1 files changed, 274 insertions, 0 deletions
diff --git a/doc/architecture/blueprints/cloud_connector/index.md b/doc/architecture/blueprints/cloud_connector/index.md
new file mode 100644
index 00000000000..840e17a438a
--- /dev/null
+++ b/doc/architecture/blueprints/cloud_connector/index.md
@@ -0,0 +1,274 @@
+---
+status: proposed
+creation-date: "2023-09-28"
+authors: [ "@mkaeppler" ]
+coach: "@ayufan"
+approvers: [ "@rogerwoo", "@pjphillips" ]
+owning-stage: "~devops::data stores"
+participating-stages: ["~devops::fulfillment", "~devops::ai-powered"]
+---
+
+# Cloud Connector gateway service
+
+## Summary
+
+This design doc proposes a new GitLab-hosted edge service for our
+[Cloud Connector product offering](https://gitlab.com/groups/gitlab-org/-/epics/308), which would act as a public
+gateway into all features offered under the Cloud Connector umbrella.
+
+## Motivation
+
+We currently serve only AI related features to Cloud Connector customers, and our
+[current architecture](../../../development/cloud_connector/code_suggestions_for_sm.md)
+is a direct reflection of that.
+Both SaaS and Self-managed/Dedicated GitLab instances (SM hereafter) talk to the [AI gateway](../ai_gateway/index.md)
+directly, which also implements an `Access Layer` to verify that a given request is allowed
+to access the respective AI feature endpoint.
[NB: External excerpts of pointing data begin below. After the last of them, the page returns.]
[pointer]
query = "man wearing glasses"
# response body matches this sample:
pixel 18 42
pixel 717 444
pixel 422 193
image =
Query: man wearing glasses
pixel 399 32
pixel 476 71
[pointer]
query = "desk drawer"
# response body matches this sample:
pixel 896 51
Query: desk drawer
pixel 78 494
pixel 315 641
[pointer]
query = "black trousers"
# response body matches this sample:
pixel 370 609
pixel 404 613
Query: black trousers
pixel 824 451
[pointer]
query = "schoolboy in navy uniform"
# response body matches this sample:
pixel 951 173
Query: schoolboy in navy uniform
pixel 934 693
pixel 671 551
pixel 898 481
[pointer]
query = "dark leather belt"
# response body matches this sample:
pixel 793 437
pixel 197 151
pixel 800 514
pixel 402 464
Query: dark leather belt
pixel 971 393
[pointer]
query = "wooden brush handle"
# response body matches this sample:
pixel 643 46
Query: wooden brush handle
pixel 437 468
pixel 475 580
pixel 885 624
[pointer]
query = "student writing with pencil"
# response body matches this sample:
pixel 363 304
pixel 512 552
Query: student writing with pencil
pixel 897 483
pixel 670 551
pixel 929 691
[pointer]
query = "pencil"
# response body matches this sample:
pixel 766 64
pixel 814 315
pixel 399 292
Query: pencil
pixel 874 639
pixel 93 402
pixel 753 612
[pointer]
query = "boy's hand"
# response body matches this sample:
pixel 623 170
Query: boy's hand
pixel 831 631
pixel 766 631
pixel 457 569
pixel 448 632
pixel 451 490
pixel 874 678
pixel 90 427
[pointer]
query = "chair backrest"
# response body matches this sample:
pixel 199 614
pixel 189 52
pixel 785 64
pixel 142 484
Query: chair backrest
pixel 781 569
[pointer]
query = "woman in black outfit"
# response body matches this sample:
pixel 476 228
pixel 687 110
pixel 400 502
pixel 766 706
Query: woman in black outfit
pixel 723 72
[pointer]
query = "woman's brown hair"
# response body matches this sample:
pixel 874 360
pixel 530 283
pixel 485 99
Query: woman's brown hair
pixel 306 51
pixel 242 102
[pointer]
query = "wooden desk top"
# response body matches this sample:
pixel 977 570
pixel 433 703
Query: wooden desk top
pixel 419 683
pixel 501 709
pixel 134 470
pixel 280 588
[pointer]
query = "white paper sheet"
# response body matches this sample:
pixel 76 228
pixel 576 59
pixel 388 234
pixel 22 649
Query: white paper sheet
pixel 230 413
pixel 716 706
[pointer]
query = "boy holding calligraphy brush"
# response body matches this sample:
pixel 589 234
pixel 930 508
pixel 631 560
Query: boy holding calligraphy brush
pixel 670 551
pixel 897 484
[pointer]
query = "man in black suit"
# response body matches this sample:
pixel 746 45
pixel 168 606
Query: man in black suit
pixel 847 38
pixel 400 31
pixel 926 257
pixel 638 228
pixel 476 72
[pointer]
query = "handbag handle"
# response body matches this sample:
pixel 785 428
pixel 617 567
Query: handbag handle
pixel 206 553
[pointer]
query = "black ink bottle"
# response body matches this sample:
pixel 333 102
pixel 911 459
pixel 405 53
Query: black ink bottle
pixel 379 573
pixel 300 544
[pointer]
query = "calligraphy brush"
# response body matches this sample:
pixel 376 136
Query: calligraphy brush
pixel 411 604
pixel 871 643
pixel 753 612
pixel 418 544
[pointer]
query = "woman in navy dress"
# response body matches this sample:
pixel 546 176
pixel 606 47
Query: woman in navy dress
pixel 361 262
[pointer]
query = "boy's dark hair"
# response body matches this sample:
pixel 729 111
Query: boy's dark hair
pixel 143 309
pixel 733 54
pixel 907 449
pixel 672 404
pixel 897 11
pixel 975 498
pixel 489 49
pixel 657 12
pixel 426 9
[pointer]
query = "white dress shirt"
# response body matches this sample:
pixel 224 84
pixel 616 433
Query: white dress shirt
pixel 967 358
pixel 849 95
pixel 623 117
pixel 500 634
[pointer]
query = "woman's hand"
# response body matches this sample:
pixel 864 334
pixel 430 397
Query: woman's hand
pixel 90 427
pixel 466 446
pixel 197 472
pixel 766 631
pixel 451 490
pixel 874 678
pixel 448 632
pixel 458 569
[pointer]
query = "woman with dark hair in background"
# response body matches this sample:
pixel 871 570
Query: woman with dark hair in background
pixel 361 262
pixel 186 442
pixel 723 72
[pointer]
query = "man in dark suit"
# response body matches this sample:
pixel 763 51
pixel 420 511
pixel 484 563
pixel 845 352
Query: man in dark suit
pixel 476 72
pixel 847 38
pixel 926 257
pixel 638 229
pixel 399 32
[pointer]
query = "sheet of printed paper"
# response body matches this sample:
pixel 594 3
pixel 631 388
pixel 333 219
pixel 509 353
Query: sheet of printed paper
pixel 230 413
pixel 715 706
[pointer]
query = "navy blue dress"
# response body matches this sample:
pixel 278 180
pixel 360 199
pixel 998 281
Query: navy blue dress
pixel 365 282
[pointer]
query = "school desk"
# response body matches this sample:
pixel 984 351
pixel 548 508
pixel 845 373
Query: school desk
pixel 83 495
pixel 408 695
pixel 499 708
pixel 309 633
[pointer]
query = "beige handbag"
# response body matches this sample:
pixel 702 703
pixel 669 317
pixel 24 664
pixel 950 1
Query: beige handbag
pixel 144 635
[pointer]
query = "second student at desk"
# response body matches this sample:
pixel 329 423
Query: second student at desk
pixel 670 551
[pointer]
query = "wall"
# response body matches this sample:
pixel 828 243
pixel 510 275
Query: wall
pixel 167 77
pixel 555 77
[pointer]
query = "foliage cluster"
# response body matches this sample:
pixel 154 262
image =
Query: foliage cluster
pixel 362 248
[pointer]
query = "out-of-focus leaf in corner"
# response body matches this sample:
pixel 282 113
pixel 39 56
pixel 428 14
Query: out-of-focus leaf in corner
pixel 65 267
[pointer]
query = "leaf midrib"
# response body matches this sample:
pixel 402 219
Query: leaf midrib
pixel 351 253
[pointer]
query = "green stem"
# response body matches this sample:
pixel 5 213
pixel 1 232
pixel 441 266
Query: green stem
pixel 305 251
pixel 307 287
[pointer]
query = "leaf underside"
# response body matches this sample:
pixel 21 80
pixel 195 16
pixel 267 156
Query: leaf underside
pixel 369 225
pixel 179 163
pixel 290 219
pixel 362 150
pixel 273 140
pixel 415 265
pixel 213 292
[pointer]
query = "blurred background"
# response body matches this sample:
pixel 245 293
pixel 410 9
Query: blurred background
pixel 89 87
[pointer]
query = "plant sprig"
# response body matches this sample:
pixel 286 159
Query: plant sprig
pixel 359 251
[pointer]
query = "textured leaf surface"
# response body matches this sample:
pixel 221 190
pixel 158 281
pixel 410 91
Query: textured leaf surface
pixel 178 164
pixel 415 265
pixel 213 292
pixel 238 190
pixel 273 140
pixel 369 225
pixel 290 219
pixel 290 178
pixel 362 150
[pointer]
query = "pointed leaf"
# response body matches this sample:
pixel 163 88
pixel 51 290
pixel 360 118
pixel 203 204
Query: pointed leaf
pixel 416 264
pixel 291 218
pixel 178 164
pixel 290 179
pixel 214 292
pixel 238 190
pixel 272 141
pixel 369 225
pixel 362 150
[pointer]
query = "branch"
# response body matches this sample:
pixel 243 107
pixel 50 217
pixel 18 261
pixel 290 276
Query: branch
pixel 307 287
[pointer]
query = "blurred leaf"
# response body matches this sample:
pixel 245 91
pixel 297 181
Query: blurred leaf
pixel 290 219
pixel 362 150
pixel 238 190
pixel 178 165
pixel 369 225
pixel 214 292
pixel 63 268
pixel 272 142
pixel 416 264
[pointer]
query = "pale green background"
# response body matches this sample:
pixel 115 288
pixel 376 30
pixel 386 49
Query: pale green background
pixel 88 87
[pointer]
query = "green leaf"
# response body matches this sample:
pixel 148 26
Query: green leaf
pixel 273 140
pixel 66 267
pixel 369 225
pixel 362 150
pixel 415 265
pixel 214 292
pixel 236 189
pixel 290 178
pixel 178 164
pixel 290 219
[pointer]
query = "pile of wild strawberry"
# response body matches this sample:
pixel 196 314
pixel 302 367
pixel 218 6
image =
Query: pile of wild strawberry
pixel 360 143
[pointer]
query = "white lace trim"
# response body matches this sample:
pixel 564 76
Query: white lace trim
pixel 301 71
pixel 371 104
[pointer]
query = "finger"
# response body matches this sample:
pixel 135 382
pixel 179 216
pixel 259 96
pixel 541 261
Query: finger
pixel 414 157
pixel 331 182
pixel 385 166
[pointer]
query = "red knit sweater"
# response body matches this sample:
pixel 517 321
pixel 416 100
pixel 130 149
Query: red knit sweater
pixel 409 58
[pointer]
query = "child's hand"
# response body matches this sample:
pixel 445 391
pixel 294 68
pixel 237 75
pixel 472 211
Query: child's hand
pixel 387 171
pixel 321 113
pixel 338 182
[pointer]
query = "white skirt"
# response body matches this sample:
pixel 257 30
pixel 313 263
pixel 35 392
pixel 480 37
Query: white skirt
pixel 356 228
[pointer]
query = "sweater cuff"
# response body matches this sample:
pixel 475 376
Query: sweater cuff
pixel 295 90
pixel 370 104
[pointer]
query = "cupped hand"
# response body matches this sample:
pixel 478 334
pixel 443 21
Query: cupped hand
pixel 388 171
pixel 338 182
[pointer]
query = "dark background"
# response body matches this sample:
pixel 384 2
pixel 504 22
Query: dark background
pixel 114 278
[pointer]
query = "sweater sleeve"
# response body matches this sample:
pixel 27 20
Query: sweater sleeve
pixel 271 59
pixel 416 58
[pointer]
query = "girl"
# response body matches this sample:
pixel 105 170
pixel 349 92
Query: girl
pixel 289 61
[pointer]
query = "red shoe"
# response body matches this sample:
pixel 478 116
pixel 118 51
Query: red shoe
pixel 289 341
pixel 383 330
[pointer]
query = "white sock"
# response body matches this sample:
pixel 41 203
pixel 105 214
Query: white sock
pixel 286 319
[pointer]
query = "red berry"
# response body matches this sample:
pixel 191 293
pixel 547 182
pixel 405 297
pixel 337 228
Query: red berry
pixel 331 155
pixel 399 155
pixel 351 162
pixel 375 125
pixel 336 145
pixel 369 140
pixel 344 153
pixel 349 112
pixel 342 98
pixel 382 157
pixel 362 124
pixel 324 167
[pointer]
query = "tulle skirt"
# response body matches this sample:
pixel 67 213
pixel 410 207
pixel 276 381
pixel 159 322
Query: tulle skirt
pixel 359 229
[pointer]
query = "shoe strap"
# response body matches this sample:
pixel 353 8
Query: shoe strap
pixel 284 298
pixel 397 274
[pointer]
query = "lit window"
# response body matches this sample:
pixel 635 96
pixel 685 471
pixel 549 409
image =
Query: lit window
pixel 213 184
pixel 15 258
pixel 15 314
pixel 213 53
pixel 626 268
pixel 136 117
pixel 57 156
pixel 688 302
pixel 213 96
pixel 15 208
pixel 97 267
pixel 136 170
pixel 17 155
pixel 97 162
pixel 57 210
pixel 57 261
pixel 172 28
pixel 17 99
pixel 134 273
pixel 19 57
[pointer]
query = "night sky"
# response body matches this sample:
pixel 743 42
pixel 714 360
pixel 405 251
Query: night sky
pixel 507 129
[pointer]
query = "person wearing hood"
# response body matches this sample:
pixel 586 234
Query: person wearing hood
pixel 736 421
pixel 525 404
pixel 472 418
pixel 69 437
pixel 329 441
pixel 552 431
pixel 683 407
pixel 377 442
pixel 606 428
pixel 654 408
The mechanism through which this verification happens
+for SM instances is detailed in [the CustomersDot architecture documentation](https://gitlab.com/gitlab-org/customers-gitlab-com/-/blob/main/doc/architecture/add_ons/code_suggestions/authorization_for_self_managed.md).
+
+This approach has served us well because it:
+
+- Required minimal changes from an architectural standpoint to allow SM users to consume AI features hosted by us.
+- Caused minimal friction with ongoing development on SaaS.
+- Reduced time to market.
+
+It is clear that the AI gateway alone does not sufficiently abstract over a wider variety of features, as by definition it is designed to serve AI features only.
+Adding non-AI features to the Cloud Connector offering would leave us with
+three choices:
+
+1. Evolve the AI gateway into something that also hosts non-AI features.
+1. Expose new Cloud Connector offerings by creating new publicly available services next to the AI-gateway.
+1. Introduce a new Cloud Connector public gateway service (CC gateway hereafter) that fronts all feature gateways.
+   Feature gateways would become privately routed instead. This approach follows the North/South traffic pattern established
+   by the AI gateway.
+
+Option 3 is the primary focus of this blueprint. We briefly explore options 1 and 2 in [Alternative solutions](#alternative-solutions).
+
+### Goals
+
+Introducing a dedicated edge service for Cloud Connector serves the following goals:
+
+- **Provide single access point for customers.** We found that customers are not keen on configuring their web proxies and firewalls
+  to allow outbound traffic to an ever growing list of GitLab-hosted services. While we investigated ways to
+  [minimize the amount of configuration](https://gitlab.com/gitlab-org/gitlab/-/issues/424780) required,
+  a satisfying solution has yet to be found. Ideally, we would have _one host only_ that is configured and contacted by a GitLab instance.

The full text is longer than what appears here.